Хотя вышеприведенные показатели описывают инструментарий корпоративистской экономики, другим ее аспектом является то, в какой мере фиксация заработной платы опирается на трехсторонний механизм, связывающий государство с профсоюзами и деловыми конфедерациями. Подобный институт все еще составляет ядро итальянского корпоративизма, наследуя как риторике Муссолини, так и послевоенной реальности. Индексы «координации профсоюзов и работодателей», выстроенные Стивеном Никеллом, показывают лишь ничтожную величину подобного согласования в США и Канаде, незначительную — в Британии (хотя Конфедерация британской промышленности все еще существует). Наиболее высокая степень координации обнаруживается в Швеции, Австрии и Германии; далее идут Франция, Италия, Бельгия и Голландия; на нижних уровнях оказываются США, Великобритания и Канада133.
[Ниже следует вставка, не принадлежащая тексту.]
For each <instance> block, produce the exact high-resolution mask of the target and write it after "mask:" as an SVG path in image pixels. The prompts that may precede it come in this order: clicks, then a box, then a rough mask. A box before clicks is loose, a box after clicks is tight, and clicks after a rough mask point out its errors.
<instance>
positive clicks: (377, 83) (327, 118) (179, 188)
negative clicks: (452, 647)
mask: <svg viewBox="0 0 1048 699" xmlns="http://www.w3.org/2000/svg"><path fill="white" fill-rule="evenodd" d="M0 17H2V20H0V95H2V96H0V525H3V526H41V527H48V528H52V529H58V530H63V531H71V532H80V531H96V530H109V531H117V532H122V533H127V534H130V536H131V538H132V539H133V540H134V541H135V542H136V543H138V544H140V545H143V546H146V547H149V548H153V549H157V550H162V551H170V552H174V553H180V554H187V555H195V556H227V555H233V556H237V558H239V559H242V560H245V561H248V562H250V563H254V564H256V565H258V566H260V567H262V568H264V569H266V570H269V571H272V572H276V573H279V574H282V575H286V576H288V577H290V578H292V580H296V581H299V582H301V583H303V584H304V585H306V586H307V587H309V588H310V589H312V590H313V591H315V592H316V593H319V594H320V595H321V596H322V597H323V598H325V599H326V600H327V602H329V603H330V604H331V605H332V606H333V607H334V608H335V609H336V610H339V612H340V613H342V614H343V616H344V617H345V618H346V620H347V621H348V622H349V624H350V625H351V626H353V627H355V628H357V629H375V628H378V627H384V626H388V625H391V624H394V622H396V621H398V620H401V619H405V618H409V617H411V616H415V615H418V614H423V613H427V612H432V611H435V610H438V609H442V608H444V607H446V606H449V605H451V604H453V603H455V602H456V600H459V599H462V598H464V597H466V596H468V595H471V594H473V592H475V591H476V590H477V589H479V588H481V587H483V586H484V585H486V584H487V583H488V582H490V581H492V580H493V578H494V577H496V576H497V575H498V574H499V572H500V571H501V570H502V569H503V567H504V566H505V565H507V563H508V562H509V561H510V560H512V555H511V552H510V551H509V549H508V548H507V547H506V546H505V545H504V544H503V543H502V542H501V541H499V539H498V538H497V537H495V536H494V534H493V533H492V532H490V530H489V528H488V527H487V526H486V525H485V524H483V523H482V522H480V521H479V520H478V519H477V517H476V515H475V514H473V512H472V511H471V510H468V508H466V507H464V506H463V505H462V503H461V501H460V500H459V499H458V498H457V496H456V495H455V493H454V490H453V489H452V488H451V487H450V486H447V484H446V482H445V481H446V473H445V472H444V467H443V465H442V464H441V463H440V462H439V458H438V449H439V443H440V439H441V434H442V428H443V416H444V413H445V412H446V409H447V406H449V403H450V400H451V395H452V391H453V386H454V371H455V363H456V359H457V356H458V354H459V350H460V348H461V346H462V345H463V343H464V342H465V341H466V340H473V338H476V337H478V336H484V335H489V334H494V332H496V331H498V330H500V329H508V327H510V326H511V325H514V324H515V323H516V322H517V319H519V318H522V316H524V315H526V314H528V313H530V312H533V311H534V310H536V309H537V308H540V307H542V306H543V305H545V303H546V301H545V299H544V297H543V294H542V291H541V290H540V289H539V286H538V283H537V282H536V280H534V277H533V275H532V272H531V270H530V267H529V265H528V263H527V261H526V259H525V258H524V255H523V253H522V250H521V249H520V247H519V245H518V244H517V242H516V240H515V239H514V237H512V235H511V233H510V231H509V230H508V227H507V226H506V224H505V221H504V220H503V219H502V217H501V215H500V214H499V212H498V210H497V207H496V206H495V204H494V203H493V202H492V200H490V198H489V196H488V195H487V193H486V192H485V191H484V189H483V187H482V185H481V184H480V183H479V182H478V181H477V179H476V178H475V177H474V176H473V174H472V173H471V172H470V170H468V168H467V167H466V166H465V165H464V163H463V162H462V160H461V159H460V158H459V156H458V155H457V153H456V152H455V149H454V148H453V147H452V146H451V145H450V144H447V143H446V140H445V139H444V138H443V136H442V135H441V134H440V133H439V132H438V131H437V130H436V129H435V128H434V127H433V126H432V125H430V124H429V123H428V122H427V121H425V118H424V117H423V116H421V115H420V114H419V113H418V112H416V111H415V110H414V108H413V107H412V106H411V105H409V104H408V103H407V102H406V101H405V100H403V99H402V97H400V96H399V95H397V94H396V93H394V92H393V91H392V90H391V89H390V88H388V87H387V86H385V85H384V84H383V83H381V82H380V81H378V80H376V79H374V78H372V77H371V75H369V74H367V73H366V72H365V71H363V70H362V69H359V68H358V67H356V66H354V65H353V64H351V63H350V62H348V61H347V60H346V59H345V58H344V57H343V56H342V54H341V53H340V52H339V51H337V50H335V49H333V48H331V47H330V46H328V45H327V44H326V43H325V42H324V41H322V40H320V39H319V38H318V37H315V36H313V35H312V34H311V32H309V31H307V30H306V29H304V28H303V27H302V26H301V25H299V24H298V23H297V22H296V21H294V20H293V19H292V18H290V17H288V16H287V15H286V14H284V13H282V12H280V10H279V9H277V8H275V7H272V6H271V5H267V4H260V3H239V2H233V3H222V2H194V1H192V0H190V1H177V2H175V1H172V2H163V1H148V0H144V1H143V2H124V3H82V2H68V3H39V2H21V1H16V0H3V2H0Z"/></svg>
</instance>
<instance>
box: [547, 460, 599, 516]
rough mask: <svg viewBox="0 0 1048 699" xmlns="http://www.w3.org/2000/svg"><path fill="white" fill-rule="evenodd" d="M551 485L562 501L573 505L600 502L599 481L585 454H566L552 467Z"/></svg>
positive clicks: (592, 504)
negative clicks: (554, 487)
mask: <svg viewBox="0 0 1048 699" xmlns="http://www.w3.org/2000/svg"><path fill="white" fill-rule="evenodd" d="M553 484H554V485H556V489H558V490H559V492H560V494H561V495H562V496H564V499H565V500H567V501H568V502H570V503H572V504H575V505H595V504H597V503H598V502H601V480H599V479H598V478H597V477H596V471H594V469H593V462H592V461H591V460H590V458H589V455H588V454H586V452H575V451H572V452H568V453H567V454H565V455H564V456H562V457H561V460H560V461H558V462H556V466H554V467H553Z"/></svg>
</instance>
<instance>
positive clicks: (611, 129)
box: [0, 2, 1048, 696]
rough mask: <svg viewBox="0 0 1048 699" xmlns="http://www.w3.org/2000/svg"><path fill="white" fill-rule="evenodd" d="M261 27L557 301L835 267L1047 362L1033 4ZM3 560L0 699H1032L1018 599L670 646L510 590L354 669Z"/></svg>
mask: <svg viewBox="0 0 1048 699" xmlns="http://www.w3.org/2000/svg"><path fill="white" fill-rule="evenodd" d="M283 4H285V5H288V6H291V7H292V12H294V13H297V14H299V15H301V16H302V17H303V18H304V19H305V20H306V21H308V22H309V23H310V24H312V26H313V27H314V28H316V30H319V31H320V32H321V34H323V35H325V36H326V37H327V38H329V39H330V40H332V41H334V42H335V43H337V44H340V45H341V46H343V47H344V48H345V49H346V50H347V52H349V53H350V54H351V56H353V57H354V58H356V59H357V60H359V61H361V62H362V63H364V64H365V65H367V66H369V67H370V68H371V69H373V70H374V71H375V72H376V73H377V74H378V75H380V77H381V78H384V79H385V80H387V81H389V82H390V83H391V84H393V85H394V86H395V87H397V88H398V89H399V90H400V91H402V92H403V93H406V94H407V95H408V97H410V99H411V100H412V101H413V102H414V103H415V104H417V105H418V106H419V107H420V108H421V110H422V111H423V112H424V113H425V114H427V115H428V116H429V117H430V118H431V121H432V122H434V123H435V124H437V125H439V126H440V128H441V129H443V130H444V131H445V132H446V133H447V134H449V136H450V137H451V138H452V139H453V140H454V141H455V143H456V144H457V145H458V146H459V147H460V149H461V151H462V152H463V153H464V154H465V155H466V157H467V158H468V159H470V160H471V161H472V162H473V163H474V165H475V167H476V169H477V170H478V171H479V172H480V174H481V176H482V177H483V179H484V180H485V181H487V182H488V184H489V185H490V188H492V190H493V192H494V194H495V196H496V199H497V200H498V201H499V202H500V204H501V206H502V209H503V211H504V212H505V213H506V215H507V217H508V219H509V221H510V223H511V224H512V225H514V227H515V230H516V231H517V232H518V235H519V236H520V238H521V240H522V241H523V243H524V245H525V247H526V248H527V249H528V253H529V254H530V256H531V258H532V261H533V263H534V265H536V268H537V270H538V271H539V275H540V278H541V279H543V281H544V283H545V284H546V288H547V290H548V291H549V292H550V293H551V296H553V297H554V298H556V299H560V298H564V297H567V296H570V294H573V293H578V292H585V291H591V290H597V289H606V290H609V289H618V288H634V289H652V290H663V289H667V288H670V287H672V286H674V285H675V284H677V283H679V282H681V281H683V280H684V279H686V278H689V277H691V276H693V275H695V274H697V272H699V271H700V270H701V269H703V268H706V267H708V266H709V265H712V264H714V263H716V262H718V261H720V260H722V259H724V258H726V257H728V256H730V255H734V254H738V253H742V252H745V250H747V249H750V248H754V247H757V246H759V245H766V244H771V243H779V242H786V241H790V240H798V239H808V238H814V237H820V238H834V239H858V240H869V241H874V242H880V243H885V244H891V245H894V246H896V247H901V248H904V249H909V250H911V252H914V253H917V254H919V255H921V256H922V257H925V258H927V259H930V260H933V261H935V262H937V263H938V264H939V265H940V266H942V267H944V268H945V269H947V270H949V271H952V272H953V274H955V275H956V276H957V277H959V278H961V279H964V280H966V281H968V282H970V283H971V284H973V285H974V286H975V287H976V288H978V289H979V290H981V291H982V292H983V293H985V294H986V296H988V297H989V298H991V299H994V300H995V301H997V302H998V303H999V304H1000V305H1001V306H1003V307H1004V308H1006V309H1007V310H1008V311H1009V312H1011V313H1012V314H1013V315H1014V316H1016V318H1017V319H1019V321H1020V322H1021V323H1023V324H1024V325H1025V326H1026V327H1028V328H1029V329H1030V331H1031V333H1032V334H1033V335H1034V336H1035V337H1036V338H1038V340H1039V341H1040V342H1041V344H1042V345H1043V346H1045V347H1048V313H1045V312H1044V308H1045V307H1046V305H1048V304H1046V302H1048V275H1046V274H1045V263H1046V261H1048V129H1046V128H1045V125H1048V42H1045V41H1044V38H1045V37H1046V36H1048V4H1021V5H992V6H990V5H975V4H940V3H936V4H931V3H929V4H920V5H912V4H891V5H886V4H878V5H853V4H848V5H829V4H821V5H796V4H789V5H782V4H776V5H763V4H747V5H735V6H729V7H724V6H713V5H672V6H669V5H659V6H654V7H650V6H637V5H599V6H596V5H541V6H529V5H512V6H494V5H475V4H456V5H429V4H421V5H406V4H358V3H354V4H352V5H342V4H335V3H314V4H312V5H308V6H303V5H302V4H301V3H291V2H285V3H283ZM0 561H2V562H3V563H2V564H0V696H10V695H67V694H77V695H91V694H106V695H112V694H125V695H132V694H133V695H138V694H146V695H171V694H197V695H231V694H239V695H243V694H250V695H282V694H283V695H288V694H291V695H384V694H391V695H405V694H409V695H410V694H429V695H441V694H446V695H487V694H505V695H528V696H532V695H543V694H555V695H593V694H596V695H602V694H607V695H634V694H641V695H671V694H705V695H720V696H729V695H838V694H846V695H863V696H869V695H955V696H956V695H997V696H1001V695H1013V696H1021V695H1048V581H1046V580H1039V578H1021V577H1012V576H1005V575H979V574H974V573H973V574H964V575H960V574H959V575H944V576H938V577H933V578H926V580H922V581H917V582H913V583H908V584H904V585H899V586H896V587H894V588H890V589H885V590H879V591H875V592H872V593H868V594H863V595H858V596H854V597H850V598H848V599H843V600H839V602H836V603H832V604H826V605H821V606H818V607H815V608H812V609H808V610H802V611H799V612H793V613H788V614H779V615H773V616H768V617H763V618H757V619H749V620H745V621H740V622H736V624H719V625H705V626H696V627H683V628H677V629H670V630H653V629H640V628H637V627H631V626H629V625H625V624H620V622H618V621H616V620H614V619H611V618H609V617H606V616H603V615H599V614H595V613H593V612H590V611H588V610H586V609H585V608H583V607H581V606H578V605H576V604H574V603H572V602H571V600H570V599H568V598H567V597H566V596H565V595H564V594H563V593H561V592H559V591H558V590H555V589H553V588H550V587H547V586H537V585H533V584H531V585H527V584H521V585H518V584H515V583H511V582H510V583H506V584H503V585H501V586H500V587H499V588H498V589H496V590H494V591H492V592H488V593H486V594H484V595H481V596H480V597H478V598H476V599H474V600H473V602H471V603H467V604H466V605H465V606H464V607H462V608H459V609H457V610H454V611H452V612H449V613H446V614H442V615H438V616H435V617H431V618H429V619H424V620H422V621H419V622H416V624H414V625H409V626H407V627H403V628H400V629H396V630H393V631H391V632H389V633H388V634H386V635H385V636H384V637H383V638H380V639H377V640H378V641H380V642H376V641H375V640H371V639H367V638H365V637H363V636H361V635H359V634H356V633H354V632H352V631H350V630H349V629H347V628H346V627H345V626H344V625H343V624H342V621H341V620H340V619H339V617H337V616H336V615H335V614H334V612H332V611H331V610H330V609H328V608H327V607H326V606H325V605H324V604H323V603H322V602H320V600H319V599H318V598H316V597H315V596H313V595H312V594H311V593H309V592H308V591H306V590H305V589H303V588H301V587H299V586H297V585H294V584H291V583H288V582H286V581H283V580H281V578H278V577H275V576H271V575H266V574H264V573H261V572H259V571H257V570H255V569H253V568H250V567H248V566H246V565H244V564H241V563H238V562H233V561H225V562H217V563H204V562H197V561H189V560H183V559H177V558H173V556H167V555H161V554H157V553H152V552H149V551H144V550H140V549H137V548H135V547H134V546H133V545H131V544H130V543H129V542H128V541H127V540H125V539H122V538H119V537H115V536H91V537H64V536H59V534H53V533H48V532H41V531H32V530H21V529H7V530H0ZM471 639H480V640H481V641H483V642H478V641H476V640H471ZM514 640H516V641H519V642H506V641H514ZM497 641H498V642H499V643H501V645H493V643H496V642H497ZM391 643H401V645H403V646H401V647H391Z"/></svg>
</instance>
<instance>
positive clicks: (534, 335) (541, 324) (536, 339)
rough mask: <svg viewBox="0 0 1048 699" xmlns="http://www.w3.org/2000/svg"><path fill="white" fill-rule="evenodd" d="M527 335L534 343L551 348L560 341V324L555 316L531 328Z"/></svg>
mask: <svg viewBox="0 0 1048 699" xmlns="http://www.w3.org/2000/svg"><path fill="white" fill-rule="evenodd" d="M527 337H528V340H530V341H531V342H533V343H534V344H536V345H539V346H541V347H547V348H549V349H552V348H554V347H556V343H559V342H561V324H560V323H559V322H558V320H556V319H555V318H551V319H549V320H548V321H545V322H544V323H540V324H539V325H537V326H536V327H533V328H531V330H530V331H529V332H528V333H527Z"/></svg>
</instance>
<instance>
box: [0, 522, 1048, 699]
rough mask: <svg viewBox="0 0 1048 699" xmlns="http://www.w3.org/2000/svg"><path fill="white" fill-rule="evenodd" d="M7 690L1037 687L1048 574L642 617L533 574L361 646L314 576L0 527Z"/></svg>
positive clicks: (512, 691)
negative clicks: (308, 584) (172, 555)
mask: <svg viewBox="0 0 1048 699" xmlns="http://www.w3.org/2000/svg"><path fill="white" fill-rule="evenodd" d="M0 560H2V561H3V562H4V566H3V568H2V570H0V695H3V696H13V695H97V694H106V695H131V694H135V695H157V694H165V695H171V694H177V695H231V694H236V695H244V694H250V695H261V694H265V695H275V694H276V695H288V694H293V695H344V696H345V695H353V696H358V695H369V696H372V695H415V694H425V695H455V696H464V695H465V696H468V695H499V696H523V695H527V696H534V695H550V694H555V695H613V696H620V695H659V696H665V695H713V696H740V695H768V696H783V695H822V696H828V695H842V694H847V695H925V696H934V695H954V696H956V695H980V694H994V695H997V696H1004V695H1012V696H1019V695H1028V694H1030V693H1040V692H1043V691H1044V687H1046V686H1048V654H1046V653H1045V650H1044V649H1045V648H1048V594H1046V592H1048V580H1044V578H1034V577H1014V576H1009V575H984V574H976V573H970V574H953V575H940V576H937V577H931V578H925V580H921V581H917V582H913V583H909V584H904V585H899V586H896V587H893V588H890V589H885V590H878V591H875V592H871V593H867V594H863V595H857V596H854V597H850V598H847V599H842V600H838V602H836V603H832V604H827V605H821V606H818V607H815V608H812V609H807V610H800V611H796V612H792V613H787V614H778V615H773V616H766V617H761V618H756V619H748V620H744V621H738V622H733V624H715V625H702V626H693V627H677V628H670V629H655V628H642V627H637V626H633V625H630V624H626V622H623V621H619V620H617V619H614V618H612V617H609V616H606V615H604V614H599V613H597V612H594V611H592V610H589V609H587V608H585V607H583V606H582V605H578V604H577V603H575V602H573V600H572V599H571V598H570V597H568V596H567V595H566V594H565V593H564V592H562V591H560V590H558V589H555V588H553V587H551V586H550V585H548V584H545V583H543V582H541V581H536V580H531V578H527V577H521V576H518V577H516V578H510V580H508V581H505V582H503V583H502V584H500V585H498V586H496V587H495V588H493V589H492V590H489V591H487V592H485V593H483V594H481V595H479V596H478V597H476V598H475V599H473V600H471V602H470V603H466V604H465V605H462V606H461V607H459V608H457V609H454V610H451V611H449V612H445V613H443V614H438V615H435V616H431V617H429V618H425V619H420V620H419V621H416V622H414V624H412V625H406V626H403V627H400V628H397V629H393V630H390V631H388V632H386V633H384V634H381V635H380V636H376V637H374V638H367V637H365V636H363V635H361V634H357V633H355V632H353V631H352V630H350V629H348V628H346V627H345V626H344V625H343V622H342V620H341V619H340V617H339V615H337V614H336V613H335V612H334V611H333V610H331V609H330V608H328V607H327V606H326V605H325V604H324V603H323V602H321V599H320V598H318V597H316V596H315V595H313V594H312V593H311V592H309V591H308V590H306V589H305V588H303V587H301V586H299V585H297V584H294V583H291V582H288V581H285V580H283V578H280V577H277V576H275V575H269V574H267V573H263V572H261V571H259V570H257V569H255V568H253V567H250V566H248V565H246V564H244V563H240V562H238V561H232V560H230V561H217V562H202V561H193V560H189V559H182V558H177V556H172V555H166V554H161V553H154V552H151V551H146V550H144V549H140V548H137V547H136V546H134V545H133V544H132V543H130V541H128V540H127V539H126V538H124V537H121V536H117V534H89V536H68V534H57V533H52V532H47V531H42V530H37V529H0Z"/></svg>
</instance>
Еще один аспект корпоративизма — связанные с рисками и не для всех равные правила игры, на основе которых приходится действовать частным собственникам. Определенными маркерами в этом случае оказываются объем коррупции в государственном секторе, риск экспроприации, которому подвержены частные предприятия, а также риск аннулирования контрактов силами государства. Ранжирование стран по этим параметрам, вероятно, поможет упорядочить их по уровню корпоративизма. Конечно, корпоративизм не монополизировал все эти дурные черты, но это не может быть решающим возражением против использования их в качестве признаков корпоративизма. Однако оценки этих качеств обычно являются закрытой информацией, находящейся в чьей-то собственности. Доступны средние величины этих трех индикаторов и еще двух других (а именно правопорядка и качества бюрократии), которые, в свою очередь, используются для вычисления средних значений вместе с показателем открытости внешней торговле. Развитые экономики выстраиваются в убывающем порядке следующим образом: Швейцария, США, Канада, Германия, Исландия, Дания, Норвегия, Франция, Бельгия, Австрия, Британия, Япония, Австралия, Италия, Испания, Португалия, Ирландия, Корея и Новая Зеландия134. Сам по себе этот рейтинг показывает, что среди рассматриваемых нами стран достаточно корпоративистскими оказываются Испания, Италия, Британия, Бельгия и Франция.